The Prize emphasizes the science of the greatest physical dimensions of space and time, the science of the smallest dimensions of atomic and molecular systems, and the science of the most complex systems, especially living beings.
- The Kavli Prize in Physics is awarded to the outstanding achievement that will help us improve our knowledge and understanding of the origins, evolution, and properties of the world. The prize will be awarded to the following disciplines: Cosmology, Astrophysics, Astronomy, Planetary Science, Solar Physics, Science Location, Astrological Biology, Astrological Instruments, Physical Astrophysics, and Astrophysics.
- The Kavli Prize in Nanoscience is awarded to outstanding achievement in the following fields: science and application of physical, chemical and biological structures and systems unique atomic, molecular, and cellular macromolecules, including nanometer-scale molecular nano-materials, nano-scale devices, Nanobiotechnology, Coarse molecular synthesis, Molecular mechanics and related topics.

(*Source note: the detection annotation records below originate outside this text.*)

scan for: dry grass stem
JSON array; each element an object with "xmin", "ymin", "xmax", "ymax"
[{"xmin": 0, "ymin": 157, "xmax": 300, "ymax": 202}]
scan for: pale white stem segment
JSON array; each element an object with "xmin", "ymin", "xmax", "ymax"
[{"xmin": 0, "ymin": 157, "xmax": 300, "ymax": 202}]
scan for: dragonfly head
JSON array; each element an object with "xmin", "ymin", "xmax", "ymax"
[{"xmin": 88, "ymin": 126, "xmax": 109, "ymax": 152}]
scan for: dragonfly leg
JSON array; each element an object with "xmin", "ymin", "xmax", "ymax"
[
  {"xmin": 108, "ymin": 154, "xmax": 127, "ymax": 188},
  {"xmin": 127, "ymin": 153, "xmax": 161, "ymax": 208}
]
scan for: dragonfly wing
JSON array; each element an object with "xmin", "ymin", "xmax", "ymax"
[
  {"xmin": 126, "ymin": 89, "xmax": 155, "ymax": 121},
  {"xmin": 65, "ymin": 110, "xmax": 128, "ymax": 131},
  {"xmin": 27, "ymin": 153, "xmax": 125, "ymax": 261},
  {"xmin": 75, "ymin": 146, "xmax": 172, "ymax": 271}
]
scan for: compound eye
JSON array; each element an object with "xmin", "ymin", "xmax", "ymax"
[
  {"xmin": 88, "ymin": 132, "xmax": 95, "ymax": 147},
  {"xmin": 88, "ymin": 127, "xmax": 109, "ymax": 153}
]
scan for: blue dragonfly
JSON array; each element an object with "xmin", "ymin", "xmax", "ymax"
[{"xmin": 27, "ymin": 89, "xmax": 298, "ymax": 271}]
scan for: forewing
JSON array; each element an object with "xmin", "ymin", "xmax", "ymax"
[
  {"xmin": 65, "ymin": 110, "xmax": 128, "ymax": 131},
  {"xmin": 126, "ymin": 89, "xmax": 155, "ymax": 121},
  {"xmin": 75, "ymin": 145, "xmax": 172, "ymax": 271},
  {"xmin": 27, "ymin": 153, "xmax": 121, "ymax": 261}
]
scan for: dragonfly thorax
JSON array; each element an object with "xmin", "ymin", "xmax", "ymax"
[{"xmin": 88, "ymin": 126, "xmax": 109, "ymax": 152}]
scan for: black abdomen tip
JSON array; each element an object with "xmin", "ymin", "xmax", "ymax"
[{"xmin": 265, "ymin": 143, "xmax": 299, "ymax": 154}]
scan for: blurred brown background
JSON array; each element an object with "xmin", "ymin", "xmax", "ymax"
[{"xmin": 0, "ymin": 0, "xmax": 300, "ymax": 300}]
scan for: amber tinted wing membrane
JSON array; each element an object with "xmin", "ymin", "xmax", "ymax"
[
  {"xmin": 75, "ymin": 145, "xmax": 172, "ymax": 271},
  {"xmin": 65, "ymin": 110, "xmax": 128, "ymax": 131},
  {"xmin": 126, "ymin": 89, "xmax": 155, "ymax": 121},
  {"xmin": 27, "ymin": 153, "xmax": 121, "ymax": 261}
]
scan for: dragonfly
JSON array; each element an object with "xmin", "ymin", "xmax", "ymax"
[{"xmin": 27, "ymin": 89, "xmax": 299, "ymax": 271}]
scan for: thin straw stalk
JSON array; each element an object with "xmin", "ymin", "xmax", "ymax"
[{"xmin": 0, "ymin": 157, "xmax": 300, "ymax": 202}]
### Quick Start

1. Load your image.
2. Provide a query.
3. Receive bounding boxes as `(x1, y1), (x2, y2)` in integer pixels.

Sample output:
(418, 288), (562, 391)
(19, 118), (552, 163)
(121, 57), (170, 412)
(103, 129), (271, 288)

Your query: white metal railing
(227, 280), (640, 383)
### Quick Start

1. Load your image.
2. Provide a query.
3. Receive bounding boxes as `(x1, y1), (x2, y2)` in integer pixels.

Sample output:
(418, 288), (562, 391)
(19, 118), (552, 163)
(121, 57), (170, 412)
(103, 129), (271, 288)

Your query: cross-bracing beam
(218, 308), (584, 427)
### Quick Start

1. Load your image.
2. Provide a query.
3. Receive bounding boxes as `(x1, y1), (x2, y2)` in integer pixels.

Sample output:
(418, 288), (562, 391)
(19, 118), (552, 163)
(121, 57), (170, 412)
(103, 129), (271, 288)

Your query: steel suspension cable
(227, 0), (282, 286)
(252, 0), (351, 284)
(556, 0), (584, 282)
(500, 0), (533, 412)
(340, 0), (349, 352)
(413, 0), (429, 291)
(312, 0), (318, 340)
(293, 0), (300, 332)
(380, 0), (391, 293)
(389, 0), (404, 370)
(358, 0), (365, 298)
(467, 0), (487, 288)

- The Kavli Prize in Neuroscience is a major achievement in helping to improve knowledge of the brain and systemic nervous system. The award is awarded to the following disciplines: Molecular Neuroscience, Cellular Neurology, Neuroscience Systems, Neuropsychiatric Genetics, Evolutionary Neuroscience, Cognitive Neuroscience, Computational Neuroscience and other dimensions related to the brain and nervous system.
The Norwegian Academy of Science and Letters defines three prize committees after receiving the Academy’s recommendations and the following international scientific organizations: the Chinese Academy of Science, the French Academy of Science, the Max Planck Society (Germany), and the National Academy of Science of America, Norwegian Academy of Science and Letters and Royal Society of London.
Award committees review candidates and submit their proposal to the Board of the Norwegian Academy of Science and Letters.
Vista Exceptional Participation Program
Vista is the fundamental research program funded by Statoil (Equinor) and is being implemented by the Norwegian Academy of Science and Letters.
The Vista program was established in 1985 to enhance cooperation between the Statoil Oil Company and the Norwegian academic circles and strengthen the capacity and quality of science in specific fields of interest in the oil and gas industry.
Priority areas include exploration, improvement of oil extraction, oil and gas refinement, environment and biotechnology.
The Vista Board of Directors, along with representatives from the Norwegian Academy of Science and Letters and Statoil (Equinor), are leading the Vista program. The board decides on scholars or research groups that receive grants, as well as projects to be implemented, and sends them an invitation directly to them.